Put Industrial Wireless On The Front Burner

By Brian Oulton, Belden.

industrial wirelessChanges in the standards have improved the speed and reliability and made it easy to deploy.

Implementing wireless for your industrial application is probably somewhere on your stove top, so before you simmer, boil or decide to toss the whole concoction out, I urge you to take another look.

Today’s standard 802.11N wireless LAN technology is the technology tipping point that makes it stable, reliable, fast, and a lot easier to deploy in industrial applications. To help you evaluate today’s industrial wireless, consider the following eight key points.

Industrial wireless uses are evolving

Wireless in our homes 10 years ago was rare. Today, most of us count on wireless for our computers, tablets, phones, and even music or television. In the same way, at one time, industrial wireless was only for ‘must have’ applications like rotating equipment, overhead cranes or automatic guided vehicles.

Today, it’s moving rapidly from those few, critical point solutions to infrastructure-for-convenience. Wireless infrastructures are now much easier to deploy and provide very good reliability and flexibility, making it a great choice for mobile workers with notebook computers, tablets and other wireless tools.

With the right design and deployment, you’ll get the reliability, performance and coverage needed to do important, even mission critical tasks including control. With the right application, you’ll make an industrial wired and wireless infrastructure a must have ingredient in your production space.

Exceptional industrial wireless applications

Consider some of your company’s biggest challenges. Wouldn’t a few of them be dramatically improved with a high-performance, stable, industrial wireless infrastructure supporting the right applications? Need more productivity? Let your workers take the control room with them as they address production needs wherever they are.

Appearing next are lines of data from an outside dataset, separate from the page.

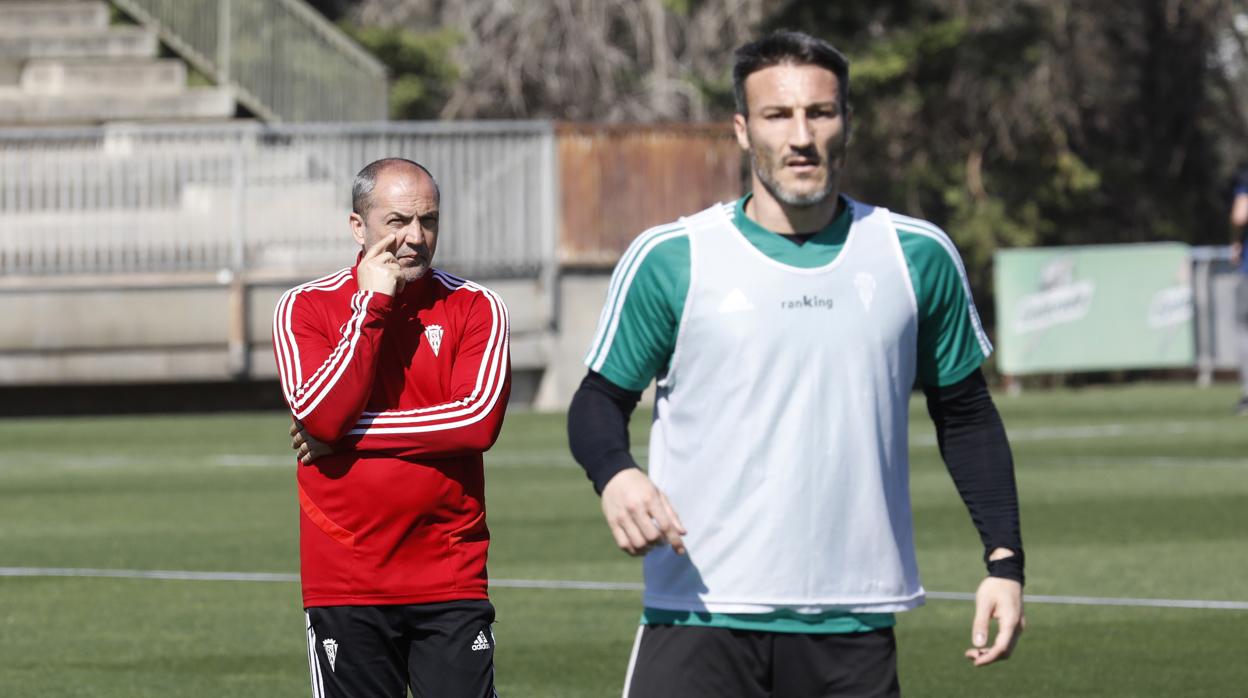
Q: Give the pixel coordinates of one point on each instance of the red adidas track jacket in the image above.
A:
(409, 391)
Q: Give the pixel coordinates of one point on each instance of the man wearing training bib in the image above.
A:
(786, 331)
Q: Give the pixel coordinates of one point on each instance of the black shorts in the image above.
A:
(438, 649)
(695, 662)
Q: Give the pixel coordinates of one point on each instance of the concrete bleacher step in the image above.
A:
(25, 16)
(146, 76)
(18, 108)
(112, 41)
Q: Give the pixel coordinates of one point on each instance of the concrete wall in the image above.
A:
(202, 327)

Worried about fewer domain experts? Let your onsite worker tie in your suppliers, customers and remote workers with 1-button access, live video, and easy access to machine status, drawings, and other critical data to support you better than ever before, albeit remotely.

Make it industrial wireless

For all the same reasons your controllers, drives, I/O and switches have industrially hardened ratings, you need to make your industrial wireless choice truly industrial. You may need to hold a quick intervention with your IT group. Explain that while air is the same everywhere, the location of wireless electronics require that the equipment have the same industrial ratings as other factory equipment to reliably transmit data.

As you move from dedicated purpose wireless to infrastructure, the temptation will be much greater to use commercial grade equipment. However, think again about where the equipment will be located and be sure to talk to your IT group about your expectations.

Industrial wireless is getting easier

Factories and other industrial facilities have long been a challenge for wireless deployments. High powered electromechanical equipment, large metal objects and frequent movement makes wireless signals bounce, cancel, and do other strange things.

Today, you still need to do a site survey and anticipate the additions and movements of equipment before you deploy wireless. The good news is that features such as MIMO (multiple-input and multiple-output) compensate for reflections.

The combination of MIMO, 300-600 Mbps speeds and other features, make wireless signals stronger instead of weaker and dramatically reduce dead spots and increase performance and distances.

Further, today’s new technologies with improved filtering eliminate most of the electromechanical noise that used to provide for tricky, often unreliable operation.

It’s getting easier part 2

In the past, you needed special equipment and expertise for your site survey and again at installation. However, the software used to manage industrial wireless infrastructures has improved dramatically and is now much easier for control, process, and automation engineers to use.

It can show you what is happening as soon as you turn your equipment on, giving you the ability to adjust, reposition and add or delete equipment to get the coverage you need with relatively little fuss.

Stability makes it mainstream

A funny thing happened during the writing of the Wireless N specification – they added a feature called retries, designed to resend any transmission of data that was not received intact in its first try.

In the industrial space, retries has been included in industrial networks since the early ‘70s, but it had not been a part of previous IEEE-802.11a/b/g wireless products. Now part of the 802.11N standard, retries and improved signal filtering produces wireless capable of sending and receiving millions of packets without dropping any.

Security for better or worse

In many ways, the security offered in today’s wireless technology is significantly better than wired. The encryption offered, for example, is exceptional considering the many industrial Ethernet protocols that go unencrypted when travelling on wire.

Further, many of the security measures we recommend for wired networking are also available for wireless segments. On the flipside, a security issue that remains a concern is not about intercepting and maliciously controlling wireless signals, but rather about interfering with the wireless signals to create a denial-of-service.

You’ll need to have good physical security in place for the facilities where your wireless operates, and you may need to take additional measures to minimise or avoid this risk if it is a concern for your application.

Consult the industrial wireless pros

Whether you’re just getting started, considering a move from ‘must-have’ to infrastructure, or ready to go wireless or bust, you’ll be well served by consulting with others who have already been where you’re going.

Since older experiences with wireless will not be the same as current ones, talk to those who have kept pace with the technology and its deployment.

The fires are warm, so your chances for cooking up a wireless recipe for success are excellent!